If a function is not defined on a set $I \subset \mathbb{R}$ could we say that this function is not continuous on $I$ ?

For example the function $\sqrt{x}$ is not defined on $\mathbb{R}^{-}$ but can we say that this function is not continuous on $\mathbb{R}^{-}$?

I am asking this question because by definition a function is continuous on $a$ if $\lim_{x \rightarrow a} f(x) \in \mathbb{R}$, but if $a \in I$ then $\lim_{x \rightarrow a} f(x)$ doesn't exist and hence is not in $\mathbb{R}$ and thus the function is not continuous.

Answer 1

Technically speaking, the sentence "the function $f$ is continuous on $I$" implicitly means that $f$ is defined on $I$. Therefore, if $f$ is not defined on $I$, it is technically correct to say that $f$ is not continuous on $I$.

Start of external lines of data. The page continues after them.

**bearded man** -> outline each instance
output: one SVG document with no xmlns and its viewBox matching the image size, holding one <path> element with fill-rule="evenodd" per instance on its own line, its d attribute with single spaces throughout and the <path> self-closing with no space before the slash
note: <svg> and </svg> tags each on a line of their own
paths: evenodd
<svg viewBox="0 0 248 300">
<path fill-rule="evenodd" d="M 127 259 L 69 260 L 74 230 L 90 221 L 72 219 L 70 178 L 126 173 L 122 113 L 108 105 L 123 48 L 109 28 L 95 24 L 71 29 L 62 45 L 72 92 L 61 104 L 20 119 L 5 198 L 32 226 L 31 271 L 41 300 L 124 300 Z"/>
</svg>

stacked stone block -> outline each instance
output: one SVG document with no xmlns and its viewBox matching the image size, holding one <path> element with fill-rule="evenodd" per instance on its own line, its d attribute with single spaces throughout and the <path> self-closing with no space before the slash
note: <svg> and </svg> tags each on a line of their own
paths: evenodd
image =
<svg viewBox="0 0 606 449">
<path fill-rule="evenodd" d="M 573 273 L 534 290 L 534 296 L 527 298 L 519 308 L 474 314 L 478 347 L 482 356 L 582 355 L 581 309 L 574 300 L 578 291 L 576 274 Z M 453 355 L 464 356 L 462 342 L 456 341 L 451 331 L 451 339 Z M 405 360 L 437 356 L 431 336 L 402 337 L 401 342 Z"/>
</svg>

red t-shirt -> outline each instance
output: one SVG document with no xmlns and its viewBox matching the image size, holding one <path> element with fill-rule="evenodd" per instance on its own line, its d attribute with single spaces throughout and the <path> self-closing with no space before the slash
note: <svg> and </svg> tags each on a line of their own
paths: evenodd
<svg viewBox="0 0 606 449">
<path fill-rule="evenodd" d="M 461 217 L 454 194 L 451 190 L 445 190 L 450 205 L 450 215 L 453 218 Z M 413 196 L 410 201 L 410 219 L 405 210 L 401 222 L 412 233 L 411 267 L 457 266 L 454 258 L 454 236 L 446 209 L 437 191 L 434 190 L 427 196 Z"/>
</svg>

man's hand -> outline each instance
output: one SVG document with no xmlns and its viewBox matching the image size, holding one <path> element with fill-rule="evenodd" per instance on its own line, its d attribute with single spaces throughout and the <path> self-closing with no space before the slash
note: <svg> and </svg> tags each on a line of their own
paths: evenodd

However, it is also much better to err on the safe side so just say "it is not continuous there because it is not defined".

Answer 2

The question is meaningless. It only makes sense to ask if a function $f\colon A\longrightarrow B$ is continuous if $A$ is part of the domain of $f$.

Answer 3

Definition:

A function $f:\Bbb R\to \Bbb R$ is continuous at $c\in\Bbb R$ if $\forall ε > 0,\exists δ > 0,\,|x - c| < δ \implies |f (x) - f (c)| < ε$

Now tell me, if $f(c)$ is undefined, can $f(x)-f(c)$ be defined?